Diarrheal can be exacerbated by micronutrient malnutrition. Research shows that Vitamin A supplementation every 6 months reduces the mortality rate by 23% among children 6–59 months of age and reduces the severity of diarrhoea.31 Both of these are important considerations. Plausible explanations for these findings may be related to the community awareness about diarrhoea and its hazards as well as the health-seeking behaviour of the population.

The study has the following limitations. First, it was conducted in 14 public health centres in Addis Ababa; where severe and complicated diarrhoea disease less likely seen, so any effort to extrapolate the results beyond the study population should be made with caution. Second, since the data was collected from IMNCI assess and classify chart booklet retrospectively, there is a potential that incomplete or missing documentation, poorly recorded and absent information also limited the results of this study. Besides, extracted data may not reflect the medication prescribed and taken. Third, the factor is that magnify or compromised the management is not addressed by this study.

Conclusion

This study has revealed the unreserved use of antibiotics and underutilization ORS and zinc supplementation for the treatment of diarrhoea in Addis Ababa, Ethiopia. This demonstrates that both Standard treatment guideline and WHO guidelines are not strictly being followed by health professionals. Cotrimoxazole was the most commonly prescribed antibiotic by the health professionals in the health centres. Overuse of antimicrobials without clinical indication may lead to antibiotic resistance and resource loss.
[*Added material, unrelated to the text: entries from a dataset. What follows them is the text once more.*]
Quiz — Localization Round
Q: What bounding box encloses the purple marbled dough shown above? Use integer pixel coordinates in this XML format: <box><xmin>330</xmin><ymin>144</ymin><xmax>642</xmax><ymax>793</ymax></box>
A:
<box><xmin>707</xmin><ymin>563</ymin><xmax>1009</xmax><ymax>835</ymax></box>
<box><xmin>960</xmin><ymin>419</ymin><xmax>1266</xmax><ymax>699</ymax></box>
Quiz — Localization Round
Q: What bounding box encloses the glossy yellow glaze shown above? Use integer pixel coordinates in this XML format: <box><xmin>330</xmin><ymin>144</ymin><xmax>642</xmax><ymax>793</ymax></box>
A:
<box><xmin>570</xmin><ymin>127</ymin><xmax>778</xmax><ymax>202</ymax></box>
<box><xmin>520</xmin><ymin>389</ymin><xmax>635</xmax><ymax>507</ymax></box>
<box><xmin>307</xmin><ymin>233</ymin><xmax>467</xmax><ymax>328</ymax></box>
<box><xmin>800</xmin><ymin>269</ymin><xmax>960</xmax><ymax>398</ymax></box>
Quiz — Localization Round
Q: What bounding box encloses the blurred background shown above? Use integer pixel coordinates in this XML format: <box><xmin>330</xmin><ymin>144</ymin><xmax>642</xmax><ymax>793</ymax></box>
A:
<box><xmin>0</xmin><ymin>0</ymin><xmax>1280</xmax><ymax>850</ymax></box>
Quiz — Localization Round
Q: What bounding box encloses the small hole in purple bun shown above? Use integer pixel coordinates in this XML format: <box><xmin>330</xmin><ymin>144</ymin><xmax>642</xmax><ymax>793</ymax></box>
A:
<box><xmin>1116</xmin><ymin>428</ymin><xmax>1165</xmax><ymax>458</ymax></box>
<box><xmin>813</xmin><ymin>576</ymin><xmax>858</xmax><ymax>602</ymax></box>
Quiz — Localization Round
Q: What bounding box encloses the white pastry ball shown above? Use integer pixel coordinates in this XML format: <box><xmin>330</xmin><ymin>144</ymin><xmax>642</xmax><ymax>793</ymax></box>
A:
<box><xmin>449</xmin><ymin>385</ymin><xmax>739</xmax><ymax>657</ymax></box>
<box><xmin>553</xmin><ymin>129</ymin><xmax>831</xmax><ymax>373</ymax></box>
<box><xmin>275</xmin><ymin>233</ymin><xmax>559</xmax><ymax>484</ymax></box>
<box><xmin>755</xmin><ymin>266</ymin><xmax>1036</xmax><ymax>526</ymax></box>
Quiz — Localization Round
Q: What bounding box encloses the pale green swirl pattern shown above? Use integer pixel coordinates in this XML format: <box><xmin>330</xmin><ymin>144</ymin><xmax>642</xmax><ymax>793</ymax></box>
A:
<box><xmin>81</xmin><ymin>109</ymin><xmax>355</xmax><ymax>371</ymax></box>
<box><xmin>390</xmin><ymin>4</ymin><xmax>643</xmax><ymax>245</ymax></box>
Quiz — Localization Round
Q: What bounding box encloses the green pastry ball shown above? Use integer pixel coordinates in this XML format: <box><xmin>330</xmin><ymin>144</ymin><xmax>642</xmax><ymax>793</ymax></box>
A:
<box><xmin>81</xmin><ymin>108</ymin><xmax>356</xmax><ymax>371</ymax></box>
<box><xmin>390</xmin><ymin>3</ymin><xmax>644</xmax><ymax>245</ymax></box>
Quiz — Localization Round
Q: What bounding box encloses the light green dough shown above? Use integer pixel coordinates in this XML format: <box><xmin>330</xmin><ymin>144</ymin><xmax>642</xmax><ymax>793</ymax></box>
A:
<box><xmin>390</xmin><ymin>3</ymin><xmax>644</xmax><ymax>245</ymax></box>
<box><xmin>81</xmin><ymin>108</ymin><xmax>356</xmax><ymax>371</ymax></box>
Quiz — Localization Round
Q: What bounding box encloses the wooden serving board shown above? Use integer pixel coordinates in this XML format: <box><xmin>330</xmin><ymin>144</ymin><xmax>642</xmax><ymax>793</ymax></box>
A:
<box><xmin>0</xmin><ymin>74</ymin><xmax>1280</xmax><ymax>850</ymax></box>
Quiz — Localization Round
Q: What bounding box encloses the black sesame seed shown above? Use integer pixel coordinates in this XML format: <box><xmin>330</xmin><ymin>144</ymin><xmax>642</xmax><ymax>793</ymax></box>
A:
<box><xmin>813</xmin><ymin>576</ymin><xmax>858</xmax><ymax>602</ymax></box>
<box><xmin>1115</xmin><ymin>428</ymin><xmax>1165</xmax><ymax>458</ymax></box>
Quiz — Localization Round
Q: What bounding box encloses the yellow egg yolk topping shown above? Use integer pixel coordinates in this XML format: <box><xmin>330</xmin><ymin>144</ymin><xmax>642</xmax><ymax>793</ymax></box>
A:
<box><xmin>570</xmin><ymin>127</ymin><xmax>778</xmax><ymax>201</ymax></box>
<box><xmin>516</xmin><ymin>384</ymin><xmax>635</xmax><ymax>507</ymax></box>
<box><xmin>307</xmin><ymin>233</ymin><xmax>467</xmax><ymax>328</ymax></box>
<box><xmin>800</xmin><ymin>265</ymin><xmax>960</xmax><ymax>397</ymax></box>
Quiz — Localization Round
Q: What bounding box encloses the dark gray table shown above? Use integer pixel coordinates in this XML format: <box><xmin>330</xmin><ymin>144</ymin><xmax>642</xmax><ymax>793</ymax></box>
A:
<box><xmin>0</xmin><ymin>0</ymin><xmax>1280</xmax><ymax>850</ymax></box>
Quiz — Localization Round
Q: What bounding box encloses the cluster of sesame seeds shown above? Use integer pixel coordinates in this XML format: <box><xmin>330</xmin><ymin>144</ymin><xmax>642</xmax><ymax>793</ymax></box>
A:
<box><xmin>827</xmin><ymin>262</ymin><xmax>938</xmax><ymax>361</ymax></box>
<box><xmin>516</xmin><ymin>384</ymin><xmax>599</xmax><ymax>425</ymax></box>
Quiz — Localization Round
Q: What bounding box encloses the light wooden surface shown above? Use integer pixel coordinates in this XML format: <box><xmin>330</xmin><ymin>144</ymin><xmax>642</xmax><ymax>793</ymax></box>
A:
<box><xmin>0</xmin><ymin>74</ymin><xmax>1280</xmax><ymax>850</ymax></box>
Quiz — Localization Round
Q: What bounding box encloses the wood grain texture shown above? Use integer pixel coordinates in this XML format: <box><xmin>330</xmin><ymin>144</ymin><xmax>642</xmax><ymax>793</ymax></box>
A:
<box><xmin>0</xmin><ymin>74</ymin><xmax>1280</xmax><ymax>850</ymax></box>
It is vital to teaching health professional about the danger of inappropriate management of diarrhoea in children under five.

Ethics and Consent Statement

Ethical approval for the study was granted by the Institutional Review Board of Addis Ababa University School of Pharmacy with reference number ERB/SOP/42/02/2015. Permission to collect the data was also obtained from Addis Ababa city health administration bureau and respective district health facilities. The information from the patient cards was kept confidential, only the data collector had the access to information, which talks about the patient information other than the topic of interest. We conduct our studies after we have had a parent or legal guardian of the children provided written informed consent and in compliance with the principles of the Declaration of Helsinki.

Acknowledgments

We would like to acknowledge Mekelle University for providing a scholarship for the first author for his postgraduate study. We also are grateful for Addis Ababa University and Addis Ababa health bureau administration, and staff of each health centre for supporting this research to be conducted.

Author Contributions

All authors contributed to data analysis, drafting or revising the article, gave final approval of the version to be published, and agree to be accountable for all aspects of the work.

Funding

The study settings, College of Health Sciences, and Black Lion Tertiary Specialized Hospital have contributed material support to this study.

Disclosure

All authors declare that they have no conflicts of interest.